If you’re building or fine-tuning large language models and need infrastructure in Asia-Pacific, you’ve probably evaluated the obvious candidates: AWS Tokyo, GCP Sydney, Azure Singapore. The hyperscaler path is familiar, but for teams that need dedicated compute, predictable costs, and actual control over their hardware, the decision looks different.
Singapore has emerged as the primary APAC location for serious AI infrastructure work. Not because of marketing, but because of a specific combination of factors: its position at the center of Southeast Asian submarine cable networks, a regulatory environment that doesn’t treat data like a political liability, and a growing supply of enterprise-grade bare metal hardware purpose-built for compute-intensive workloads.
This article covers what makes Singapore a strong choice for LLM training and inference, what the hardware options actually look like, and where OpenMetal fits into that picture.

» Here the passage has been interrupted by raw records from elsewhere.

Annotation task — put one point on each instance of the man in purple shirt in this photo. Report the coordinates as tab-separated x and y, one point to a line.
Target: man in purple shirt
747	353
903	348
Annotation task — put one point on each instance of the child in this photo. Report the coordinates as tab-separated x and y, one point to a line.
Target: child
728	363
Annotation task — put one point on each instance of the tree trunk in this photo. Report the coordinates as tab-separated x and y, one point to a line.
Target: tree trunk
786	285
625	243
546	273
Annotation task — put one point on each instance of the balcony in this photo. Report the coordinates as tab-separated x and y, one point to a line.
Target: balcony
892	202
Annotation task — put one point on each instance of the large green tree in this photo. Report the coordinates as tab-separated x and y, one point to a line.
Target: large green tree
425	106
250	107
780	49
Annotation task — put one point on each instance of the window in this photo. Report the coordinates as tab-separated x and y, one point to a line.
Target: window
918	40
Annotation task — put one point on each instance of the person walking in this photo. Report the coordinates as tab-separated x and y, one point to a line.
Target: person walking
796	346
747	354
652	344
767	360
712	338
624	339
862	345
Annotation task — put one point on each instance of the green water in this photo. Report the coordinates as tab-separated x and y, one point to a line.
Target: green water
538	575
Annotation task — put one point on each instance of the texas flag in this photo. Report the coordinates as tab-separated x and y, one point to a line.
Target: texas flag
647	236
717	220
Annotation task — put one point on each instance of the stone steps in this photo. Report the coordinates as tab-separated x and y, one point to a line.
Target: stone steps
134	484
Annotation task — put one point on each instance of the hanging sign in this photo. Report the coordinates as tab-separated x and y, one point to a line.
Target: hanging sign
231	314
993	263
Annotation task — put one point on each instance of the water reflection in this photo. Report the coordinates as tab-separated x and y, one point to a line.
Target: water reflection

Why AI Teams Are Looking at Singapore
The short version: Singapore sits at the geographic and regulatory center of the Asia-Pacific AI buildout.
Southeast Asia attracted more than $55 billion in AI infrastructure commitments in 2025, with Singapore anchoring that investment. Microsoft, Google, and AWS have all made multi-billion-dollar commitments to Singapore infrastructure. Singapore’s data center capacity currently operates at just 1.4% vacancy, the lowest in APAC, which reflects genuine demand rather than speculative overbuilding.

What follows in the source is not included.